Clearly, one of the most fundamental and vital objectives of AML/ATF measures must be to protect the financial system from criminal activity. We believe this must be done in a balanced way. An AML/ATF regime is unique in that in order to function well, it must interact with a wide range of stakeholders, such as law enforcement agencies, government departments, and financial institutions. We feel that no useful purpose is served, and in fact the effectiveness of the regime itself is diminished, by overburdening any of these entities with too many restrictions, rules, or requirements.
We strongly believe that an AML/ATF measure should be implemented with a risk-based approach. Once amendments are enacted, reporting entities and FINTRAC should be given enough lead time to implement the necessary changes to their systems and to employee training programs. In our view, the efforts to combat money laundering and terrorist financing will be significantly assisted if it is easier for reporting entities to receive more feedback from FINTRAC about their reports and FINTRAC is provided with more latitude to release information. We therefore welcome the enhanced disclosure provisions in Bill C-25.
For several of the measures set out in Bill C-25, we will need to consider the related regulations before we can make a comprehensive response. I would like to make some initial observations about a couple of provisions in the bill. In a short letter to the committee, which we believe has been provided to you, we provide more details about our views on these matters.
We have made recommendations for changes to the bill that will address those matters. For example, there is the issue of the impact on foreign subsidiaries and foreign branches of Canadian banks. Bill C-25 will add a number of new measures to the act, including new requirements on the foreign subsidiaries and foreign branches of Canadian banks. These proposals, particularly the requirement to impose Canadian client identification requirements, could impose extraterritorial legal requirements on Canadian banks. We believe this could cause significant problems for the banking industry.
To the extent permitted by local laws, Canadian banks already apply their internal AML/ATF policies and procedures on their operations in foreign countries. However, imposing specific Canadian regulatory requirements in foreign jurisdictions has the potential to have adverse consequences on the banks. It may place the banks in a disadvantageous competitive position, from a global standpoint. Rather than imposing extraterritorial legal requirements, we believe that a more effective approach would be to make it clear that the requirement to have compliance and risk assessment programs must cover all subsidiaries and branches, regardless of location, to the extent permitted by the local jurisdiction.
We recommend that these measures be enacted.
It's important to note that we are not asking to apply a lower standard to the operations of a foreign branch or subsidiary, only to have it recognized that there are other equally effective ways of achieving what I think we all want to do, and that is to create a balanced, effective deterrence regime.

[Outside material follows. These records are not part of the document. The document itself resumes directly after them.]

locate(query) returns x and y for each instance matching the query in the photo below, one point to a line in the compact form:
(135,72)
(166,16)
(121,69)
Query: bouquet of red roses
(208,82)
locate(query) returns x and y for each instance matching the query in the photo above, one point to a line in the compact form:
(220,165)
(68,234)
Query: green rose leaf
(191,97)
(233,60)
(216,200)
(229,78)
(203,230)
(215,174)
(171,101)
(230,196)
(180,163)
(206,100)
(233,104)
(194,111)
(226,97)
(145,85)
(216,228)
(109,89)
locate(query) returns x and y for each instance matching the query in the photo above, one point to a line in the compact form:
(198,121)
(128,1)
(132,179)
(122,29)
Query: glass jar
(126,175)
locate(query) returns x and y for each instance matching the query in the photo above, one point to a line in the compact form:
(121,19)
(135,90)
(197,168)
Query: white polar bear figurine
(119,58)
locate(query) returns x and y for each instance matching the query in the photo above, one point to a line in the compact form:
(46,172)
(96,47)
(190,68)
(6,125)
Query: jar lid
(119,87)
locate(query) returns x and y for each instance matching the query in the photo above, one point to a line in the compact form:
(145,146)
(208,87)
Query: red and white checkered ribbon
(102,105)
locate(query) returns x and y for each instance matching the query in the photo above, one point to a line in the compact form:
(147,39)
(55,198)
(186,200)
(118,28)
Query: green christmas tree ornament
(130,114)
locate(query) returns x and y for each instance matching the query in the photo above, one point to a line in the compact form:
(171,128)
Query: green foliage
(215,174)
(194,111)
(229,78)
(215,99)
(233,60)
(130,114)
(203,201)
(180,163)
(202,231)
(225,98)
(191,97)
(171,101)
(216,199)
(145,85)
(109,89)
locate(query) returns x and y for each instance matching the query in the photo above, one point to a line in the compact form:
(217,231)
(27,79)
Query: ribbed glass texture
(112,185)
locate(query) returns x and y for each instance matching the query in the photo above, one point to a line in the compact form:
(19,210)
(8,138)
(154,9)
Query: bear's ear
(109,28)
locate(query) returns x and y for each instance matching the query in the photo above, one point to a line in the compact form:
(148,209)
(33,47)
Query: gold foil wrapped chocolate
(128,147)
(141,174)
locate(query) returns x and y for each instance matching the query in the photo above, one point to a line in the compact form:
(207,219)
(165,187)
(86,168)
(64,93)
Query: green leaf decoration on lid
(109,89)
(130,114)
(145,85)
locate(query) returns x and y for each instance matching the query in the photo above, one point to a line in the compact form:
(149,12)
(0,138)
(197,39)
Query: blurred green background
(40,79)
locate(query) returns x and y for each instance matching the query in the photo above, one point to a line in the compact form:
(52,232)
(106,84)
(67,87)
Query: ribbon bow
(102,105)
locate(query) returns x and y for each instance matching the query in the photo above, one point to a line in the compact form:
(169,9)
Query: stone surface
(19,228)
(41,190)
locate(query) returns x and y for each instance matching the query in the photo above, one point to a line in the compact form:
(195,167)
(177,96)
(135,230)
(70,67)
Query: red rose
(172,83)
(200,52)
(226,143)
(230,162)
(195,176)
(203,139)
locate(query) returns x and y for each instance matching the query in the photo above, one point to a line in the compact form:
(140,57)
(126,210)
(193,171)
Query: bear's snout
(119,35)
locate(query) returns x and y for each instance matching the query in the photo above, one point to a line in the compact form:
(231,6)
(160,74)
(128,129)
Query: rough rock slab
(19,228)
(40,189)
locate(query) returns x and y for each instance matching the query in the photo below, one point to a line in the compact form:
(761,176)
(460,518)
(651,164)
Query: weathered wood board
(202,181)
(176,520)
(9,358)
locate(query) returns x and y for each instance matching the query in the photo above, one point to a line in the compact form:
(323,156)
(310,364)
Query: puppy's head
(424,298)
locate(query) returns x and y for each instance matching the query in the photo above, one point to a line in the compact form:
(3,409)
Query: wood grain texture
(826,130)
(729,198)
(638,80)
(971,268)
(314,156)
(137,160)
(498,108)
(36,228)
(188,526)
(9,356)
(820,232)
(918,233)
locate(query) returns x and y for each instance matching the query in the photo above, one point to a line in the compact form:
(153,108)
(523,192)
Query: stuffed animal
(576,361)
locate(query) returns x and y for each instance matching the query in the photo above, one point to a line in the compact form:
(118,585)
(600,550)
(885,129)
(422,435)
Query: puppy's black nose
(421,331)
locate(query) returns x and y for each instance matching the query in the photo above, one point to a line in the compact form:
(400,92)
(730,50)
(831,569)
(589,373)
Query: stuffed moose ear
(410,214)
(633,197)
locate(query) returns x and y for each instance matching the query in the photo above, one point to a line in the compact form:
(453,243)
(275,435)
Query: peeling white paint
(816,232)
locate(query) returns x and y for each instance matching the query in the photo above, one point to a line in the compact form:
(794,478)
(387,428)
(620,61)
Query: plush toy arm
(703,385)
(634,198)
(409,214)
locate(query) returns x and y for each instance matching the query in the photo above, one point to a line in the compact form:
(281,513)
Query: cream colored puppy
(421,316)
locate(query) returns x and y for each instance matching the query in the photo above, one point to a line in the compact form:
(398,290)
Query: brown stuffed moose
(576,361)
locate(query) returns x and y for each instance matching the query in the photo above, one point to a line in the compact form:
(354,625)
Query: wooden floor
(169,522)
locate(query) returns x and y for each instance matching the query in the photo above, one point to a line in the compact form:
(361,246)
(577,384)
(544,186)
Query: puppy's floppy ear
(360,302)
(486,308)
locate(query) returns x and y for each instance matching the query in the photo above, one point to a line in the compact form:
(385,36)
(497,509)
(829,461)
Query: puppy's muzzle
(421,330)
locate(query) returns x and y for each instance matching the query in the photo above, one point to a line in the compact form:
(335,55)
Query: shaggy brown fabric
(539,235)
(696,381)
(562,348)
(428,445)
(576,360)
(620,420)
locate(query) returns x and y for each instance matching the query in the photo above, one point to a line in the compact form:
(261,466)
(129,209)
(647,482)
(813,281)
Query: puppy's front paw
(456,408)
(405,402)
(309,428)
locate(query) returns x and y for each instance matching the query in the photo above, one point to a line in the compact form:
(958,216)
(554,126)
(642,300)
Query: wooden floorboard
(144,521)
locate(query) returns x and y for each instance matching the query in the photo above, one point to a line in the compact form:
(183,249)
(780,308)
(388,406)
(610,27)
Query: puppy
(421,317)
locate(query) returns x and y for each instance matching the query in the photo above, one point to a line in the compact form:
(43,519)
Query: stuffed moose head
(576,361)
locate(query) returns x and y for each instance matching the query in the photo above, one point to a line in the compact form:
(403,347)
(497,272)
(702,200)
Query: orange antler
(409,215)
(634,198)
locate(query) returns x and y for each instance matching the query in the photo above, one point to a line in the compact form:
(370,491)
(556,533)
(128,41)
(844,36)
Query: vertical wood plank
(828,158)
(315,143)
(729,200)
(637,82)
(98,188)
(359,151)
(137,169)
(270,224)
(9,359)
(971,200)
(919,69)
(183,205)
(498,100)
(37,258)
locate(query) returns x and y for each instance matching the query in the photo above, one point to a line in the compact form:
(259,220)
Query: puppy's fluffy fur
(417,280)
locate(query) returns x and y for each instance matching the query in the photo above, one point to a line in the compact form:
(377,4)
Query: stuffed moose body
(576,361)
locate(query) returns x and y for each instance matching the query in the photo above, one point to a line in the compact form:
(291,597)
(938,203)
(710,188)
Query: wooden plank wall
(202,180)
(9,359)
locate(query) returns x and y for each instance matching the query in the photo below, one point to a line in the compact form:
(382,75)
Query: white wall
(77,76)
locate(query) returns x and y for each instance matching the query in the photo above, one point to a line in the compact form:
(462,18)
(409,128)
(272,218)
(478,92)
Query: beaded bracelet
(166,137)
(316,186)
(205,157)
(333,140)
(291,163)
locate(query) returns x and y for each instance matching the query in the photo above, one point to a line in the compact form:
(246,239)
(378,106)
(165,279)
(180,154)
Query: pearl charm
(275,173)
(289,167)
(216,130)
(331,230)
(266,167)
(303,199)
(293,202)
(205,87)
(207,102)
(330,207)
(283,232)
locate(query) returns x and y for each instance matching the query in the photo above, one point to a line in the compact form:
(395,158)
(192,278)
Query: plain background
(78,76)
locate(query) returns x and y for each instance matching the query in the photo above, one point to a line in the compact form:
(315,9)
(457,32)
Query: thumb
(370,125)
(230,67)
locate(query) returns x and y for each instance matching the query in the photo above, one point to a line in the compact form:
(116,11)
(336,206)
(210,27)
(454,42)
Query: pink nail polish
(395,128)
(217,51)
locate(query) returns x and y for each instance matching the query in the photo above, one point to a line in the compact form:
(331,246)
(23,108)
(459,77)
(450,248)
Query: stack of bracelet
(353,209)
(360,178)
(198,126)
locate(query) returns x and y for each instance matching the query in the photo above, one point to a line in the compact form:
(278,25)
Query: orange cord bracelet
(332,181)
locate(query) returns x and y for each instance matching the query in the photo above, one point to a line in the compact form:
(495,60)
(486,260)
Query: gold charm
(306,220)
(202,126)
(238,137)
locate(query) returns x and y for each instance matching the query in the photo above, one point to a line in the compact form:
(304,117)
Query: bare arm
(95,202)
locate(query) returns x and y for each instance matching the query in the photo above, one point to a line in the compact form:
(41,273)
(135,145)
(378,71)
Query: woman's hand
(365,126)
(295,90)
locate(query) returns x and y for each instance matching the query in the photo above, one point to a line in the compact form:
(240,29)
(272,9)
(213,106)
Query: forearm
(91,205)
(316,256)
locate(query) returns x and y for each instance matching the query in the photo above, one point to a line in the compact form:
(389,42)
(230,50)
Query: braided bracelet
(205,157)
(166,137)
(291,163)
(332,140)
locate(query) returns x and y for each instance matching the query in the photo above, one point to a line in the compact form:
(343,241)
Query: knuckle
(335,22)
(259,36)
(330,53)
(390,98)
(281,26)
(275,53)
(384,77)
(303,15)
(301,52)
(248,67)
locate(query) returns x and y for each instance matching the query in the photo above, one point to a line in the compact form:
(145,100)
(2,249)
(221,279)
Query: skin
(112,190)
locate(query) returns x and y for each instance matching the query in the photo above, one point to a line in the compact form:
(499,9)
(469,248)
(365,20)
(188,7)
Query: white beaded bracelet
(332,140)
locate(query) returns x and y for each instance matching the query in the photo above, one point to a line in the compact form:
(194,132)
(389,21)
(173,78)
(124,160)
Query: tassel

There is also the issue of correspondent banking. We understand and support the need to enhance requirements relating to the provision of services to foreign correspondent banks. Bill C-25 includes an amendment to the act that sets out a number of specific measures to be followed by Canadian banks before entering into a correspondent banking relationship.
While the banking industry in Canada has already implemented most of these requirements, we do have a concern that the proposed definition of “correspondent banking relationship” in the bill is too broad and could lead to almost all interaction between Canadian banks and a foreign bank being captured by the definition.